Photo Credit: Ophelia Mikkelson Jones, via Republic Records

There’s going to be a healthy — unhealthy? — amount of words spilled across digital pages dissecting Solar Power, the new album from Lorde that arrives today (August 20) after more than four years of impatience, the equivalence of a damn near eternity in the pop world. Three singles have teased the album, including this week’s LP appetizer “Mood Ring,” and there’s been plenty of debate over how those singles stand up to the New Zealand alt-pop dynamo’s gripping early work, particularly tracks like “Royals” and “Tennis Court” that launched her as a teenager to instant icon status.

But those Solar Power singles, “Mood Ring” joined by June’s title track and July’s “Stoned at the Nail Salon”, were mere placeholders and chapters rather than singles in the sense we digest music as a commodity in 2021. Now at the ripe age of 24 and delivering at once her most basic and complex album to date, Lorde has shunned the culture of the moment, defied the urging to cater to evaporating attention spans, and delivered an album’s album at a time when the album is the unsexiest of beasts. The first two singles that were maligned as stand-alone releases now feel organically enriched in the context of this delicate and atmospheric album, and the percussively propulsive “Mood Ring”, vibing as the closest thing to a traditional single your cool aunt would love the most, is buried down at Track 11 of the 12-song LP.

That’s probably by design. Public sentiment would likely be different going to bed last night had “Mood Ring” dropped before Independence Day, when summer’s glowing optimism had not yet faded into our permanent gray that begins and ends every monotonous August day that feels hauntingly like every monotonous day of the months that came before. Time has stood still since last March; and Solar Power seems poised to break that cycle by giving us something to define the day with.

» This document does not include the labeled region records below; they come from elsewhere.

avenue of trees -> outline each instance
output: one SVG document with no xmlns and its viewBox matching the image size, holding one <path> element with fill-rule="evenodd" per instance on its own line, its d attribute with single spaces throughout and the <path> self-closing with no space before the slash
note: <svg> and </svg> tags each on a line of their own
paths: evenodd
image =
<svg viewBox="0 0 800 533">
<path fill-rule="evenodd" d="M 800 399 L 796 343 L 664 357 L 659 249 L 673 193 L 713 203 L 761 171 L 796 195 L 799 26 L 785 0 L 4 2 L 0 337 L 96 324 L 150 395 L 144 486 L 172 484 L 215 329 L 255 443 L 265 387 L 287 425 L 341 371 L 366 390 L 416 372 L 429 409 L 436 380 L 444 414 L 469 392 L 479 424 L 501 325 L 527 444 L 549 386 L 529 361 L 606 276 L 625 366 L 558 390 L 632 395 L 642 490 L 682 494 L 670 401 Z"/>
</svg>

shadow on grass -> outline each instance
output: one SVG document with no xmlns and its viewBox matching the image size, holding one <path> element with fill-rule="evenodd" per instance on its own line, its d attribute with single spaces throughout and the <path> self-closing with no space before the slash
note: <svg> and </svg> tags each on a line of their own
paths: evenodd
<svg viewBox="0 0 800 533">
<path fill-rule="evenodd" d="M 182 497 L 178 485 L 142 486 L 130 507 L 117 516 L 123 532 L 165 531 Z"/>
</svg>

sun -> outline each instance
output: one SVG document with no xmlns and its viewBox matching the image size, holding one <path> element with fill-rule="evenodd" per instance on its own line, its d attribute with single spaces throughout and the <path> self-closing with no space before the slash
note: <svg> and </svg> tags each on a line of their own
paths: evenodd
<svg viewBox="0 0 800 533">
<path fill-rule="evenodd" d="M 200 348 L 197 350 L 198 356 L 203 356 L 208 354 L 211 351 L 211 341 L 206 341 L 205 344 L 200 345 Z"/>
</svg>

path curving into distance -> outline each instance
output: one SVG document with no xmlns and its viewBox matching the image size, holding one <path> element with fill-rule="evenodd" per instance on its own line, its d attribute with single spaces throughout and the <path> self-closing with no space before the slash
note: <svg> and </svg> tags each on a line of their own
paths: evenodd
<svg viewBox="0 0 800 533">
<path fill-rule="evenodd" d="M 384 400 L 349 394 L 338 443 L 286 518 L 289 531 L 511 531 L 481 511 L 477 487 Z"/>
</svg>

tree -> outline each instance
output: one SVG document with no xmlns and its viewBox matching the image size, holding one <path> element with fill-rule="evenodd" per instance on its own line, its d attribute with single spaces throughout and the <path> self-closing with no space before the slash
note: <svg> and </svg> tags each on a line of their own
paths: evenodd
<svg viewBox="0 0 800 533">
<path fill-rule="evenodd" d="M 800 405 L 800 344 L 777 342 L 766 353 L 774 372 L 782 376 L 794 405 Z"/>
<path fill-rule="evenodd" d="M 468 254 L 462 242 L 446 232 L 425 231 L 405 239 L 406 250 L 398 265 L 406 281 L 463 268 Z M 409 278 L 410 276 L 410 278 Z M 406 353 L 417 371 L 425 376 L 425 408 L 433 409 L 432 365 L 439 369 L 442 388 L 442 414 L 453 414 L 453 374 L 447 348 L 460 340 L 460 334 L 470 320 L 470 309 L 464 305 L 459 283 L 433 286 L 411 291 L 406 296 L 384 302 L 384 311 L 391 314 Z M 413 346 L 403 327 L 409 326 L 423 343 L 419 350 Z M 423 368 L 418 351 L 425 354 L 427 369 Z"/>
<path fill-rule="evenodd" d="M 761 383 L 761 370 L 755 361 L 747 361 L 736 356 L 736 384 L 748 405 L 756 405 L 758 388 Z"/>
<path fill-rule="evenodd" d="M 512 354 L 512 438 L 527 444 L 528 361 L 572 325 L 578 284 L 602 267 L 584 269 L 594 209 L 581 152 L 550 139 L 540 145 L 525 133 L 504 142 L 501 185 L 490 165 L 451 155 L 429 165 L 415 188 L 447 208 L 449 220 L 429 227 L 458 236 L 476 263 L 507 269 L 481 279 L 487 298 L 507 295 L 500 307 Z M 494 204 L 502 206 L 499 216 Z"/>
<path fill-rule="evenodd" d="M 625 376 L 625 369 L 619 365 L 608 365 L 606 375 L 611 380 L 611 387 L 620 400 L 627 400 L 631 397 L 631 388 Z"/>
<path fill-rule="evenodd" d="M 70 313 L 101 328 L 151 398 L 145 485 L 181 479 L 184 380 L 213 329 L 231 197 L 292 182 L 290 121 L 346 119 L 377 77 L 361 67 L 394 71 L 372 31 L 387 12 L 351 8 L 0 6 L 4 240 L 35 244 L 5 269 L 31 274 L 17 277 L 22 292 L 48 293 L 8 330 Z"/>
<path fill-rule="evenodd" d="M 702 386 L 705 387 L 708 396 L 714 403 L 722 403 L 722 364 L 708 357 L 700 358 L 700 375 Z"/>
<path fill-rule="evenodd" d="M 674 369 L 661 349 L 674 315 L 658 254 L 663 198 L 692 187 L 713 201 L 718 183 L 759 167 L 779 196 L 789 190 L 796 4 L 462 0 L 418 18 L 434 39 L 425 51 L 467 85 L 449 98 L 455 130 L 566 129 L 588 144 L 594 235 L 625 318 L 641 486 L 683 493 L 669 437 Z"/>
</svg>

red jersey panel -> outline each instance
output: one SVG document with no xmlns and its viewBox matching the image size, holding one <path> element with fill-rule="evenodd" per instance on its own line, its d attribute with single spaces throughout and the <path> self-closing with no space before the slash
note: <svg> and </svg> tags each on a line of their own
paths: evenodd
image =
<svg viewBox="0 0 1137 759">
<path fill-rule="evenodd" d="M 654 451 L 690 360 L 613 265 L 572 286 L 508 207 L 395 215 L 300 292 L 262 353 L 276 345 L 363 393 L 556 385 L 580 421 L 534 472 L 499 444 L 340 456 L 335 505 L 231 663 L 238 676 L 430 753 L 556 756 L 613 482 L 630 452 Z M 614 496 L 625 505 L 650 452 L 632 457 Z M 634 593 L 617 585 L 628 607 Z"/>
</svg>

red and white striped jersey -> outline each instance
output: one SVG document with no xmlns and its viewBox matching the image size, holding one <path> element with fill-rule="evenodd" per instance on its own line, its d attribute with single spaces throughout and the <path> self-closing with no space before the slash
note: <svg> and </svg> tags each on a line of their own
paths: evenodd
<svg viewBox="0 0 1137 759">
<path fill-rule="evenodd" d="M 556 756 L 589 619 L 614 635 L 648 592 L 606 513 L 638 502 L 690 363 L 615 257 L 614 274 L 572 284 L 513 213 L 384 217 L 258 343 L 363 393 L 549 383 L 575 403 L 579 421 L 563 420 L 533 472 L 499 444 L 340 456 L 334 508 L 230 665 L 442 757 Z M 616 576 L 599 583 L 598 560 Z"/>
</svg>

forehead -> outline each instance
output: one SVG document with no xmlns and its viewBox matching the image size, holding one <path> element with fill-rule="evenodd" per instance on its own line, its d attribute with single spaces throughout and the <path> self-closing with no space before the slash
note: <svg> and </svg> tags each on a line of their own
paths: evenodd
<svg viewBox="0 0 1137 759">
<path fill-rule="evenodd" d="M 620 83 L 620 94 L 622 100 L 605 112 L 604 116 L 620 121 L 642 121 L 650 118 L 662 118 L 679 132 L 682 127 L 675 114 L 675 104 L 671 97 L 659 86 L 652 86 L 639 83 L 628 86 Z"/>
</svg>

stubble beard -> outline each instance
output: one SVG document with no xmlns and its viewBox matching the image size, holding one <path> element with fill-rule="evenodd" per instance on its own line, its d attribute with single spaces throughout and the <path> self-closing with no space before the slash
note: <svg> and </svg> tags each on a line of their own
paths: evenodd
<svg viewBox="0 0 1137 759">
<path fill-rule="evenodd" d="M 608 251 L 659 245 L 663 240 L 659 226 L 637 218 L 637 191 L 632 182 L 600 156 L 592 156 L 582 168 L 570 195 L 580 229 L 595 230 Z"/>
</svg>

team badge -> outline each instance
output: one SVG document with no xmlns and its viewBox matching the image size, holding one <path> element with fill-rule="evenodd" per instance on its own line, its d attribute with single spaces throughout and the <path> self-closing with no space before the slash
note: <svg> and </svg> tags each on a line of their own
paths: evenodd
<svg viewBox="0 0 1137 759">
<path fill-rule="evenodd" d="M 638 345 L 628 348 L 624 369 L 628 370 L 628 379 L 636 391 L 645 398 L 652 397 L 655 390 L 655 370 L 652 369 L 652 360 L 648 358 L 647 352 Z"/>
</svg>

“The album is a celebration of the natural world, an attempt at immortalizing the deep, transcendent feelings I have when I’m outdoors,” Lorde says. “In times of heartache, grief, deep love, or confusion, I look to the natural world for answers. I’ve learned to breathe out, and tune in. This is what came through.”

Like any outdoors trip that’s not walking to the mailbox or taking an Uber to Target, the destination takes time to achieve, a distance to arrive and a distance to return, fraught with cliches about appreciating the journey. It’s longer than a three-minute pop song, more impactful than an add on a Spotify playlist, and entrenches a feeling of purpose deeper into a colorful memory than the quick key bumps we’ve plugged into our forced social lives in the era of Zoom and DMs.

When Lorde speaks of the outdoors, to this writer she’s also speaking of time, as nature and time are so inextricably weaved, and the investment it takes to truly be free of all the things that weigh us down in 2021. This year, like the devil predating it, the outdoors was a forbidden place, a danger zone that could absolutely kill you once you let your guard down. The natural world has become very unnatural unless we extend ourselves to seek out what remains uncharted to our personal growth and development. There’s still beauty in places not shadowed by a ceiling overhead, and that exoticism is no longer relegated to far off lands, sandy beaches, and airborne vacations as the accessible world shrinks by the day. The world Lorde summons with an outstretched hand on the Solar Power exists the moment we step outside, embracing the organic beauty around us, and it gains momentum with each step we take further from the ledge in reclaiming parts of ourselves along the way.

The further we go, the better our lives are, and if we firmly believe in where we are going and what we are doing, it’s usually a risk worth taking. Almost like dropping an album in the age of the single.